Check out the "Natural Number Game"[0], which is sort of a practical tutorial but leaves a LOT of things unexplained. I took a few proofs-heavy university classes among the math/cs/philosophy departments so the idea of proving arithmetic from axioms wasn't new, but the NNG still took me an outrageous amount of time (easily 100 hours) and I got nowhere near finishing. Perhaps I just never got things to click into place; I am still profoundly confused about what the 'tactics' truly are.

In my opinion, lean4 is not in any way "for beginners" as you mean it; it is a tool for experts in mathematics.

[0] https://adam.math.hhu.de/#/g/leanprover-community/NNG4


I absolutely agree that it's not for beginners, but amateurs can still have fun. I did the NNG in lean 3 and again lean 4. It didn't take me 100s of hours but I've also spent a lot of time over the last decade trying to brush up my math skills. One of the main problems with proofs is other than having a mathematician friend who's willing to check its really hard to know if you did it correctly. My son is a mathematician and I still didn't want to ask him to check my proofs!
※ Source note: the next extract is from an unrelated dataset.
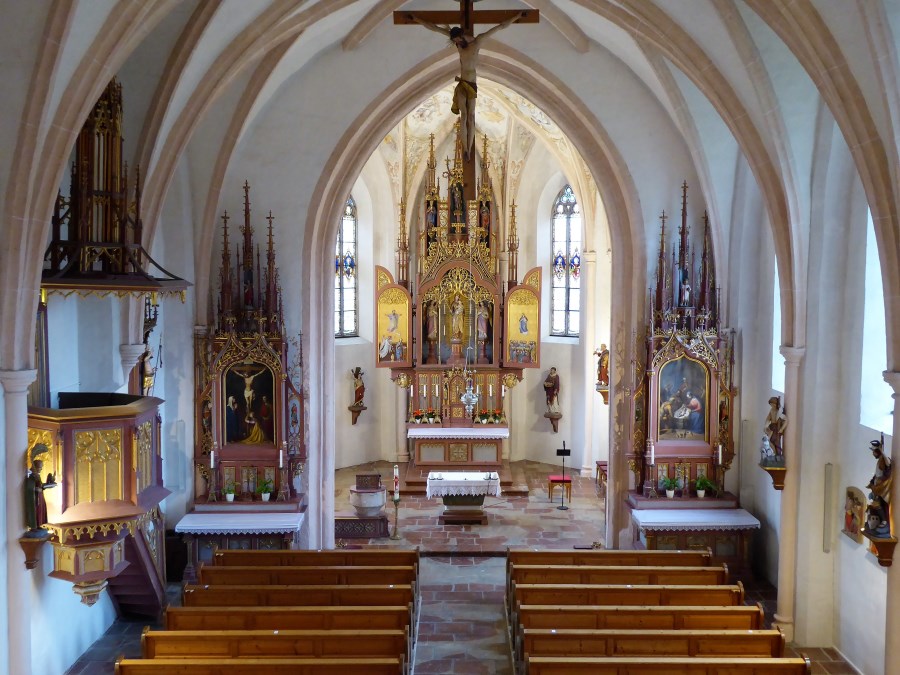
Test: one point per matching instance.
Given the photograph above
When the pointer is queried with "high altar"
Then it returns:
(457, 329)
The cool thing for me about lean is I can do some form of math proofs and not have to ask somebody if I got it right.

If you liked that you might like the natural set game as well.

https://adam.math.hhu.de/#/g/djvelleman/stg4

The author of the math book "How to Prove it" Daniel Velleman who I think did the set game also has a "How to Prove it with Lean" which is nice because the exercises correlate to the book.

https://djvelleman.github.io/HTPIwL/

I've found the lean community on zulip really open to amateurs to want to learn. I asked what I considered a "duh" type of question once I saw the answer, and the guy that helped me is kind of "the lean math" guy.

https://leanprover.zulipchat.com/


> I am still profoundly confused about what the 'tactics' truly are.

They're macros: a `tactic a` is (after sanding off the implementation details) a function

    tactic_state -> Either (tactic_state, error) (tactic_state, a)
where `tactic_state` is the internal state of the elaborator.


I enjoyed working through "Theorem Proving in Lean 4", although it doesn't go deep into the mathematics side of things. I intend to work through "Mathematics in Lean"[2] to get more detail on that, but I want to finish "Programming Language Foundations in Agda" first.

[1]: https://lean-lang.org/theorem_proving_in_lean4/

[2]: https://github.com/leanprover-community/mathematics_in_lean

Edit: Oh, also the "Natural Number Game" is a nice, short intro to the theorem proving that gets straight to the point: https://adam.math.hhu.de/


This game is a decent introduction, though I think it has plenty of room for improvement: https://adam.math.hhu.de/#/g/leanprover-community/nng4.


Maybe try “Programming Language Foundations in Agda” instead.

https://plfa.github.io


I think you should probably understand formal logic, and may proof theory and also abstract algebra as a pre-req.


To the author, Lean is not mathlib (A fact that you will probably get sick of hearing if you spend time in the zulip). If your objective with lean is to use mathlib, you should try following the mathlib tutorial as well.


This is about the worst written "beginner's companion". Not sure what the purpose is here.